Python if statement not recognized though conditions appear to be met

Question

I'm trying to add 1 to the count each time there's a new letter and keep track of the doubled letters, but python isn't going into the if statement, despite line 6 showing the conditions for the if statement are met. What am I missing?

def duplicate_count(text):
    count = 0
    doubled_letters = []
    for i in text:
        print (i)
        print(i in doubled_letters)
        if i in doubled_letters == False:
            count += 1
            doubled_letters.append(i)
    print(count)
    print(doubled_letters)
    return count

duplicate_count("abbcdea")

this returns:

a
False
b
False
b
False
c
False
d
False
e
False
a
False
0
[]

Answer 1

I think your logic is also flawed in addition to the incorrect usage of the operator. Looks like you are trying to get a count of duplicated letters, but I don't think your program will be able to do it.
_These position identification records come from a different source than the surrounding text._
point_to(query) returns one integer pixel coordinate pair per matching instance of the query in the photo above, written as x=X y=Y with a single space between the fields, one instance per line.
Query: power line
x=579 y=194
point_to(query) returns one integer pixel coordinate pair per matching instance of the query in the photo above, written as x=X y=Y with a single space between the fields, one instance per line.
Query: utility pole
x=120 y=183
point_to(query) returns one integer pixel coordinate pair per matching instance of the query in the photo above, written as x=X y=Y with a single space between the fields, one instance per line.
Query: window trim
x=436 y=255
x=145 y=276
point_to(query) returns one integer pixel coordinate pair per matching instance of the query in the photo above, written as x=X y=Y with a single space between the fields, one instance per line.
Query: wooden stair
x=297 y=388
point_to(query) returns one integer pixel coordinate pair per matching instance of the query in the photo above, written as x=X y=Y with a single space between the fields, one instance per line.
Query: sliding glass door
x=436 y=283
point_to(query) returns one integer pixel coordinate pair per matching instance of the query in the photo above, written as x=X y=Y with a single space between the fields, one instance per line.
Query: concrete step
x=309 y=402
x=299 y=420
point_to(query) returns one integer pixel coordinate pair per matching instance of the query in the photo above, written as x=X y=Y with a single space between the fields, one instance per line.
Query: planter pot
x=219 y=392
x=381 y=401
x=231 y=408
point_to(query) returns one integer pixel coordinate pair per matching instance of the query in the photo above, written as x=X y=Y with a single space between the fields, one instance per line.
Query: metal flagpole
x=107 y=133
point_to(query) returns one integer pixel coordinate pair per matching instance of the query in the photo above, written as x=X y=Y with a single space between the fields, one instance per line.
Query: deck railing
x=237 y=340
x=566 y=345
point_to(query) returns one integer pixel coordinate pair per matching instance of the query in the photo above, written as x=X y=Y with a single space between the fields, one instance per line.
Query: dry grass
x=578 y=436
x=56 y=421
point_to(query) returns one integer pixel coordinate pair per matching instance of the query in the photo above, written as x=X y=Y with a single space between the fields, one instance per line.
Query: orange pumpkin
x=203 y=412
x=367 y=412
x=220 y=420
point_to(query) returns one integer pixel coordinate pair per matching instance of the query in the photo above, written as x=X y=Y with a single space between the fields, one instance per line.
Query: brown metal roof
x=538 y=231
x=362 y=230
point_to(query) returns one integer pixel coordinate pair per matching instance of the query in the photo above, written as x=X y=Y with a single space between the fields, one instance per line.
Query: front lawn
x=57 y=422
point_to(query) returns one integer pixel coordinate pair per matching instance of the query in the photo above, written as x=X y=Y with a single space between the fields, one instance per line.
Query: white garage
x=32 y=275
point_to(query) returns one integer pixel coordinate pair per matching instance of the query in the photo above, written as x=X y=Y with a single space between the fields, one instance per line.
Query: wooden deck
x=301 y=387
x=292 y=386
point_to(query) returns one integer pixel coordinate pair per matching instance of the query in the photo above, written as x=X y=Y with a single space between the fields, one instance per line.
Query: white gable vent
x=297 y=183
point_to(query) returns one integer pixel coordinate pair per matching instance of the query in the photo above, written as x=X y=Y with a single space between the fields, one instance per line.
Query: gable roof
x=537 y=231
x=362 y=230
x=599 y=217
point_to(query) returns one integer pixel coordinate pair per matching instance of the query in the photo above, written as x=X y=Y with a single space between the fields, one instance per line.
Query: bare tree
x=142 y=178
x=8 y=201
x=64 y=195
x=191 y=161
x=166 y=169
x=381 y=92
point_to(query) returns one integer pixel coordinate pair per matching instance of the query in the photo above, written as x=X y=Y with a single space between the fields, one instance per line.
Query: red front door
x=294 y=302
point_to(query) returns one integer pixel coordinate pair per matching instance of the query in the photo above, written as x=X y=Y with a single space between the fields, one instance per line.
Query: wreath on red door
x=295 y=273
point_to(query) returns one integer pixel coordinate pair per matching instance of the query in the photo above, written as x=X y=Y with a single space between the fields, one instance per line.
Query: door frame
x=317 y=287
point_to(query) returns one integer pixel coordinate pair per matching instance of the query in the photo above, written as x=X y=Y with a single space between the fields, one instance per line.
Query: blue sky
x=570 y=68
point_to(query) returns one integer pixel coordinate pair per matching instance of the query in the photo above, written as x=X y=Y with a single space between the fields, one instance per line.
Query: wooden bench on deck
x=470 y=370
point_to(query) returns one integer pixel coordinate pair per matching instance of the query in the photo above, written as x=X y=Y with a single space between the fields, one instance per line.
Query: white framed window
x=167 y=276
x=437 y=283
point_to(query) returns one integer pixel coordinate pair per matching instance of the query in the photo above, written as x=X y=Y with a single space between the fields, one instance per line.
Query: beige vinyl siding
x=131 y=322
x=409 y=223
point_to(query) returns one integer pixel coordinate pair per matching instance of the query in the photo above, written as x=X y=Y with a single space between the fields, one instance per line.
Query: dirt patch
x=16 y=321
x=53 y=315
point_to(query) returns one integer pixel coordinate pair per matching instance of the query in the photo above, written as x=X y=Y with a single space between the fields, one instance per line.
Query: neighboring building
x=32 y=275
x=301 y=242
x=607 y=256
I guess you are expecting something like this:

def duplicate_count(text):
    count = 0
    letters = []
    for i in text:
        if i not in doubled_letters:
            letters.append(i)
        else:
            count += 1

    print(count)
    return count

duplicate_count("abbcdea")

In the above code, I am trying to add every letter to a list and if they are duplicated, I increase the count. Based on this, you should be getting 2 as a and b are duplicated in the input.

Answer 2

in is a comparison operator, so it gets chained with ==. Your expression is equivalent to

(i in doubled_letters) and (double_letters == False)

You could "break the chain", so to speak, using explicit parentheses:

if (i in double_letters) == False:

but direct comparisons to Boolean literals are rarely, if ever, necessary. Just write

if i not in double_letters:

(Note that not in is a single, two-word operator, not an application of not to in. The equivalent with in would be not (i in double_letters).)